Last season the Roos were the only side to beat them, and that was in round one, although after getting on top of the premiers for a good part of last year’s grand final has given fresh hope to the Roos, despite a slow pre-season.

“We had an ordinary pre-season and will take a while to hit our straps,” Bishop said.

“This game is an opportunity to make amends and get right back in the competition.”

It has been a tough start to the season for the Roos in a competition of have and have nots, with a first round loss to Inverell followed by three hundred plus point wins and a very close win over Gunnedah with no bench.

Following this game the Roos have a bye before heading back to Inverell, and the coach knows that two losses in that time could end any hope of finishing in the top two come September.

“The Nomads play a speedy game while we naturally play a more physical style.”

“When we control their talls like Zac Economou and players like Dave Richards we can compete but when we don’t we struggle to counter-act what those players can do.”

“We have a good scoring ability and the two midfields are probably the best in the comp and cancel each other out.”

“I don’t really have a big strategy, it is just harass, put pressure and numbers on the ball and force turnovers.”

The Roos are benefiting from the return of Ben Mitchell, who has been getting better with every game, as well as captain Dan Johnson, with Bishop looking to these two to lead the charge.

Vice captain Brad Rees will be given until game time to prove his fitness after suffering a back injury, and would be a big boost to the defensive unit while Dan Overeem and Brad Hodge have been showing form up front and will have to be on target to beat the Nomads’ stiff defence.

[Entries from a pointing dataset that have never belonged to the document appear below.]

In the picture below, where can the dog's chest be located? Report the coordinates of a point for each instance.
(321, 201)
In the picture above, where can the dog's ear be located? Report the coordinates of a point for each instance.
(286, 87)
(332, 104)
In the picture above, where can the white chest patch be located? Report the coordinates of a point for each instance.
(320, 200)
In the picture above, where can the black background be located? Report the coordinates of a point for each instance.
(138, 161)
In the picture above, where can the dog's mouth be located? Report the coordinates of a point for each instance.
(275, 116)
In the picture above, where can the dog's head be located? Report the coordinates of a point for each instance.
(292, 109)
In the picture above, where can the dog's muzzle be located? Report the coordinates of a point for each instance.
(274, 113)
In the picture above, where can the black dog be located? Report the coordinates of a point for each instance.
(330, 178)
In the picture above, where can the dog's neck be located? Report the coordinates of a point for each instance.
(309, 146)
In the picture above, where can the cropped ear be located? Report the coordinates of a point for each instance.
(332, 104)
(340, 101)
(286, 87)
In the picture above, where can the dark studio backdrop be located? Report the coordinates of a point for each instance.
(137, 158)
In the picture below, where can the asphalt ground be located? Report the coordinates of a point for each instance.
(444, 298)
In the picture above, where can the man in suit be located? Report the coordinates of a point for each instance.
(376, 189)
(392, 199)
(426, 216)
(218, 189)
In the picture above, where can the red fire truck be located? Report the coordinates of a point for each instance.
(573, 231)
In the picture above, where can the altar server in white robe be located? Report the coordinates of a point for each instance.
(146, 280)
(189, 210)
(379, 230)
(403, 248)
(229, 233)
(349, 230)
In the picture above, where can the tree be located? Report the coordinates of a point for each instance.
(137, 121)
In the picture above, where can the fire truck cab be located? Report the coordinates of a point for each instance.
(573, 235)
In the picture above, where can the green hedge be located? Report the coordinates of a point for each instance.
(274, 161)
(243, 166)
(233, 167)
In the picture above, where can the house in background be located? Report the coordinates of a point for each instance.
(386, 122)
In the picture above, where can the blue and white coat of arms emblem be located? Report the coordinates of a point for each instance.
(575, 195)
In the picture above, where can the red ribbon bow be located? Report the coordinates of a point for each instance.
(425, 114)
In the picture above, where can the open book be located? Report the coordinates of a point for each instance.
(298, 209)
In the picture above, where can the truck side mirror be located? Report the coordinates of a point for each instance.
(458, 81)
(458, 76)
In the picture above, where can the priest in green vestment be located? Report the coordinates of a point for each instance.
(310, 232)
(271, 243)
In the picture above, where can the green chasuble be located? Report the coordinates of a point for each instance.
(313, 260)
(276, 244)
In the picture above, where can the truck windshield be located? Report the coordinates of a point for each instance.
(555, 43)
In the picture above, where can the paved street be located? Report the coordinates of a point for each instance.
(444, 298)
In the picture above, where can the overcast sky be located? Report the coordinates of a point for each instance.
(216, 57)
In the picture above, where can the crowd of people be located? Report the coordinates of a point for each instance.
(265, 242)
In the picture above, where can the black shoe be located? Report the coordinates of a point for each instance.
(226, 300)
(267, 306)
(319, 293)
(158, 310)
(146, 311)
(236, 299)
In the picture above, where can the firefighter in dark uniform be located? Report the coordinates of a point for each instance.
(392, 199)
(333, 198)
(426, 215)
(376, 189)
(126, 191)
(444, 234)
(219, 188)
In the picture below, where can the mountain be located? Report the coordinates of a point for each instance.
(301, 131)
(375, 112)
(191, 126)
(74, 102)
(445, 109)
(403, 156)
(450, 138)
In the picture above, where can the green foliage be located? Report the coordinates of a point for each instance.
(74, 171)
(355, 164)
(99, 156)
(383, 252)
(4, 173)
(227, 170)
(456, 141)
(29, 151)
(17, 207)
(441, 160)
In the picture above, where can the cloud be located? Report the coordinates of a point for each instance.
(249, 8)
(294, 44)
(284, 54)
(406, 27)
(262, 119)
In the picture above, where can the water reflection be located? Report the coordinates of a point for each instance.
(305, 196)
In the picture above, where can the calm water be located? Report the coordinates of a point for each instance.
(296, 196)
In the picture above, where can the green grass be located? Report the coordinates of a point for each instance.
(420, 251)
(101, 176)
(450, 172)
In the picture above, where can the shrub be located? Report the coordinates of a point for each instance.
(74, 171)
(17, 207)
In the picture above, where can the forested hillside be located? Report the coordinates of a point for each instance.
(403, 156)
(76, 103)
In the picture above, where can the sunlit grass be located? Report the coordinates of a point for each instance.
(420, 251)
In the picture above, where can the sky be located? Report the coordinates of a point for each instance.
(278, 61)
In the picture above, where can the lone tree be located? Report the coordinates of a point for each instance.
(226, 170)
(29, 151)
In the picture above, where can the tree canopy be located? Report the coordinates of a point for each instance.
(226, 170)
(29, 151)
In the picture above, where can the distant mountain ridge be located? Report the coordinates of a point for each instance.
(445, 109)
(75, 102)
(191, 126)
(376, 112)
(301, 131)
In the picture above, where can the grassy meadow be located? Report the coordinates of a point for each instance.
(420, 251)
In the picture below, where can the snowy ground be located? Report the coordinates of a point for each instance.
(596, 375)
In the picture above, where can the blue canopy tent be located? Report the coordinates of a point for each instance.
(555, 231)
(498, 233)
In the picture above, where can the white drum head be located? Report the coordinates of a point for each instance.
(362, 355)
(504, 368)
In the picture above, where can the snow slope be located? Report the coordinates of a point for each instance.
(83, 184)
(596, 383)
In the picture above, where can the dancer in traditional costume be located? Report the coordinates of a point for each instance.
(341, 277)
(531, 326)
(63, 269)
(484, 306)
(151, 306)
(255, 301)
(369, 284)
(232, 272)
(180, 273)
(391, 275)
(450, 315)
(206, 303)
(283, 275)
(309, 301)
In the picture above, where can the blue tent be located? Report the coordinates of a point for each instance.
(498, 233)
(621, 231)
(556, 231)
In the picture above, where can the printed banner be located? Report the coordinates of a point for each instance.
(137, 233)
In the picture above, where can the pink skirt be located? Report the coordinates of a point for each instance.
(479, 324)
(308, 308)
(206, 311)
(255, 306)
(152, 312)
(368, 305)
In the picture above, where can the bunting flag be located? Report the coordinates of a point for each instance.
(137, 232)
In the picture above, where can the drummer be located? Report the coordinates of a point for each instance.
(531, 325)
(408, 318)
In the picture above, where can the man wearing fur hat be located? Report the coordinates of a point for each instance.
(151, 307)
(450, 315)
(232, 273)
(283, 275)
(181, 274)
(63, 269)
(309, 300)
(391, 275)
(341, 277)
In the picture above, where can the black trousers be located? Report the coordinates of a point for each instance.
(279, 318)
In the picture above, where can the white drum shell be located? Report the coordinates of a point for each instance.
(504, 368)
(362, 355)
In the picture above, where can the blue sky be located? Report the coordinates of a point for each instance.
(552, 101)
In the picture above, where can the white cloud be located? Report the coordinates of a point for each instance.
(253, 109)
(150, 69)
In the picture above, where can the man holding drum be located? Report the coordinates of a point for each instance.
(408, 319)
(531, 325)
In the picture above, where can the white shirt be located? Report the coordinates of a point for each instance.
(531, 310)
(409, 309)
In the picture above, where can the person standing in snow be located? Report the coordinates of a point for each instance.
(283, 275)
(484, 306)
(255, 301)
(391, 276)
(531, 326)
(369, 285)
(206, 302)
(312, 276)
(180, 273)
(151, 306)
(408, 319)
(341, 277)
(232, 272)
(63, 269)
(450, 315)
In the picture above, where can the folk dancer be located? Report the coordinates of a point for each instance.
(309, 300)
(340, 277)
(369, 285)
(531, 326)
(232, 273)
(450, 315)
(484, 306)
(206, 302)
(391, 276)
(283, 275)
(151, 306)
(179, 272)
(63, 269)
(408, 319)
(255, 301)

“Brock Quinn, Daniel Leon and Dean Hoy have been carrying the side a bit from the mid field,” Bishop said. “We can’t afford for that to happen against the Nomads – everyone has to play well.”

“We need to keep the intensity up and play our best all game if we want to win.”

The other matches in this round will see the Tamworth Swans searching for their first win of the season with a trip to Moree, while Gunnedah and Narrabri will play the Namoi derby at Wolseley Park.